Re: [PATCH RFC 3/4] dma-direct: add offset to zone_dma_bits

From: Catalin Marinas
Date: Tue Jan 09 2024 - 12:52:28 EST


On Tue, Jan 09, 2024 at 03:54:13PM +0200, Baruch Siach wrote:
> On Tue, Jan 09 2024, Catalin Marinas wrote:
> > On Tue, Jan 09, 2024 at 12:03:43PM +0200, Baruch Siach wrote:
> >> On Mon, Jan 08 2024, Catalin Marinas wrote:
> >> > On Wed, Dec 27, 2023 at 05:04:27PM +0200, Baruch Siach wrote:
> >> >> Current code using zone_dma_bits assume that all addresses range in the
> >> >> bits mask are suitable for DMA. For some existing platforms this
> >> >> assumption is not correct.
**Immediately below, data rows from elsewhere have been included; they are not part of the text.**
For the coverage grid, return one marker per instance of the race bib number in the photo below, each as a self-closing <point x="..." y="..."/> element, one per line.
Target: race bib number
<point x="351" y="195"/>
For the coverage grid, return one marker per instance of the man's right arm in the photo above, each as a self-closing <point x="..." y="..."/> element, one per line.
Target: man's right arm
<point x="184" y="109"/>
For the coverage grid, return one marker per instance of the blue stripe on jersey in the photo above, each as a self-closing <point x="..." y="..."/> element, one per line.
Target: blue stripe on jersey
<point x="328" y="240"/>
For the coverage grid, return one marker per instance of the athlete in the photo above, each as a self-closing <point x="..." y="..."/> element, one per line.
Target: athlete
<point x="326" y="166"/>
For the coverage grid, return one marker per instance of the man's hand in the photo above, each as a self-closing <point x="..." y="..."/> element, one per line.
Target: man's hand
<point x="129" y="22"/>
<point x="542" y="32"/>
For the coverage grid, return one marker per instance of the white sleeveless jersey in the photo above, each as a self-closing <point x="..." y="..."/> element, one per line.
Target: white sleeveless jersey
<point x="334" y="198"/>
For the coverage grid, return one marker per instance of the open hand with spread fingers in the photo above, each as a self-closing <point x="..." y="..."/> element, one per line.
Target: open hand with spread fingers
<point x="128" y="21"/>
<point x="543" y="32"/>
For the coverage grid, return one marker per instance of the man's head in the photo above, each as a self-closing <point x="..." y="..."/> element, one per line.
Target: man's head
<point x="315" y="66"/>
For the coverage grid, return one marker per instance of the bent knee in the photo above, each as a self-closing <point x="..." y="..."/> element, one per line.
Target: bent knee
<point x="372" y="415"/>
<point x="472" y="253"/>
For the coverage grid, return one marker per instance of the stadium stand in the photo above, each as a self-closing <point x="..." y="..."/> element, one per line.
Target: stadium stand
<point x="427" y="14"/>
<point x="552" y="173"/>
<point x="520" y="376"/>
DMA range might have non zero lower limit.
> >> >>
> >> >> Add 'zone_dma_off' for platform code to set base address for DMA zone.
> >> >>
> >> >> Rename the dma_direct_supported() local 'min_mask' variable to better
> >> >> describe its use as limit.
> >> >>
> >> >> Suggested-by: Catalin Marinas <catalin.marinas@xxxxxxx>
> >> >
> >> > When I suggested taking the DMA offsets into account, that's not exactly
> >> > what I meant. Based on patch 4, it looks like zone_dma_off is equivalent
> >> > to the lower CPU address. Let's say a system has DRAM starting at 2GB
> >> > and all 32-bit DMA-capable devices has a DMA offset of 0. We want
> >> > ZONE_DMA32 to end at 4GB rather than 6GB.
> >>
> >> Patch 4 sets zone_dma_off to the lower limit from 'dma-ranges' property
> >> that determines zone_dma_bits. This is not necessarily equivalent to
> >> start of DRAM, though it happens to be that way on my platform.
> >
> > A bit better but it still assumes that all devices have the same DMA
> > offset which may not be the case.
>
> Current code calculates zone_dma_bits based on the lowest high limit of
> all 'dma-ranges' properties. The assumption appears to be that this
> limit fits all devices. This series does not change this assumption. It
> only extends the logic to the lower limit of the "winning" 'dma-ranges'
> to set the base address for DMA zone.
>
> Moving to dma_zone_limit would not change that logic. Unless I'm missing
> something.

Indeed, the logic here stays the same. What doesn't work currently is
that we use fls64() of this address and we also cap it to 32 in the
arm64 zone_sizes_init(). On a system where RAM starts at 4GB and we have
a (for example) 30-bit device, zone_dma_bits ends up as 32 (fls64(5G)).
With your patch, IIUC, zone_dma_off would be 4GB in such scenario and
adding DMA_BIT_MASK(zone_dma_bits) to it results in 8GB, not the 5GB
limit that we actually need (the first GB of the RAM).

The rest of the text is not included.